When I was growing up, on the top of my mother’s dresser, was a copy of a quote that has always resonated with me. It read, “What does it profit a man if he gains the whole world but suffers the loss of his own soul?” In many ways, I feel this quote appropriately reflects some of the challenges of education today. The heart of education, the soul of education, the very purpose of what drives us as teachers each and every day, reside in the core values of our mission. Social justice, global awareness, and lifelong learning – these are the ideals that are the essence of education. So, what does it profit our educational system and our society if we succumb to the pressures wrought by the politics, money, and special interests that have dominated the educational discourse – but suffer the loss of our educational soul?
A few months ago, I received a letter from a student named Carolyn. It reads, in part: “You taught our class so much, but I feel that the lessons that were not outlined in the curriculum are what have really guided me though high school. You taught us to consider the whole world, how we can affect it, and how it can affect us. You taught us to see things differently and to look at everything in perspective. You taught us to seize the day and get out and experience the world. I value every lesson you taught me. Thank you for always believing in me.” How do we truly measure and quantify the impact teachers have had on Carolyn’s educational experience? Can we adequately do that without losing our collective educational soul? What does it profit us if we excel at testing, data collection, standards, and accountability, but suffer the loss of our own soul – the “art” of teaching, the personalized nature of learning, the affective foundation of this profession?
Teaching is at once a humbling and empowering profession. It is extremely difficult for anyone who has not been a teacher to understand the challenges, joys, heartbreaks, and triumphs experienced by teachers in their daily efforts to cultivate their students’ academic, social, and emotional growth. The personal, emotional nature of our work cannot be underestimated, nor can it be disentangled from our professional identities. Yet, because they often neglect the human element of teaching and learning, external, top-down policies threaten our morale and motivation – indeed, it imperils the very core of who we are and what we do. As a result, we often find ourselves defending our profession against those whose politicized motives are having undue influence on the education reform debate and process. We find ourselves attempting to articulate the incredibly complex dynamics that comprise our professional existence to those who are far removed from the classroom.

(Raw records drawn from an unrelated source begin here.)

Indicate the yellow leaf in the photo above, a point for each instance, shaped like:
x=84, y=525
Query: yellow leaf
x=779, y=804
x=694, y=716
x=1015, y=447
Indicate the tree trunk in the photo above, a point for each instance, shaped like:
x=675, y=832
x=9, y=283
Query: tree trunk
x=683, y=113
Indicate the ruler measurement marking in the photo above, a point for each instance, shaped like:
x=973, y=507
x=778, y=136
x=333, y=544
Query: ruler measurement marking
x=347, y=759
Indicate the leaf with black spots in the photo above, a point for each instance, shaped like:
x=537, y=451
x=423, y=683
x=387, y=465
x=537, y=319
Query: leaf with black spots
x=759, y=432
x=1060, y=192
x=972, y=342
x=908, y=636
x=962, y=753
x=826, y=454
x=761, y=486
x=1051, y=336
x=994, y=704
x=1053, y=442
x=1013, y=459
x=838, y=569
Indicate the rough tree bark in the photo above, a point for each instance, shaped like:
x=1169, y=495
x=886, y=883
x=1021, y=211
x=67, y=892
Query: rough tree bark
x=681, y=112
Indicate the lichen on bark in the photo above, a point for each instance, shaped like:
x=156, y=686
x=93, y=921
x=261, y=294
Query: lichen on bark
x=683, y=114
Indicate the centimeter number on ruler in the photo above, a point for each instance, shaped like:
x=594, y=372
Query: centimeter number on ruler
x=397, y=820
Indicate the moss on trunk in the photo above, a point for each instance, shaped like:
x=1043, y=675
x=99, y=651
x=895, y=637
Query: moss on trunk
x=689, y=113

In the end, though, it will not be test scores and data points that will comprise the most salient features of our professional identities. Like Carolyn, what will be most meaningful and most memorable are the personal experiences that, collectively, reflect the higher purpose of education and that, even by the smallest measure, have made this world a better place. When students speak of unforgettable teachers who made a positive difference in their lives, they are essentially articulating the same sentiment. What is interesting, however, is that their sense of admiration, respect, and amazement is reciprocated by teachers. We are often in awe of our students as well. We watch our students acquire new knowledge, better comprehend this world of ours, ask more meaningful and serious questions, and truly love learning in its many forms. We admire their determination, their enthusiasm, and their strength of spirit. Perhaps it is because we see in them a reflection of ourselves, of our youth, and of our past that we are proud of their achievements and excited for them as they prepare to embark on ensuing stages of their lives. Our students constantly renew our commitment to education, they reinvigorate us, and they uplift us with the many possibilities of what is yet to come. Upholding the core tenets of education means that we provide sustenance for our collective educational soul, and in so doing, we are better able to nurture our students’ growth. They represent a bright future, and we, as teachers, do our work with such steadfast dedication precisely because we put so much hope in them and what can be.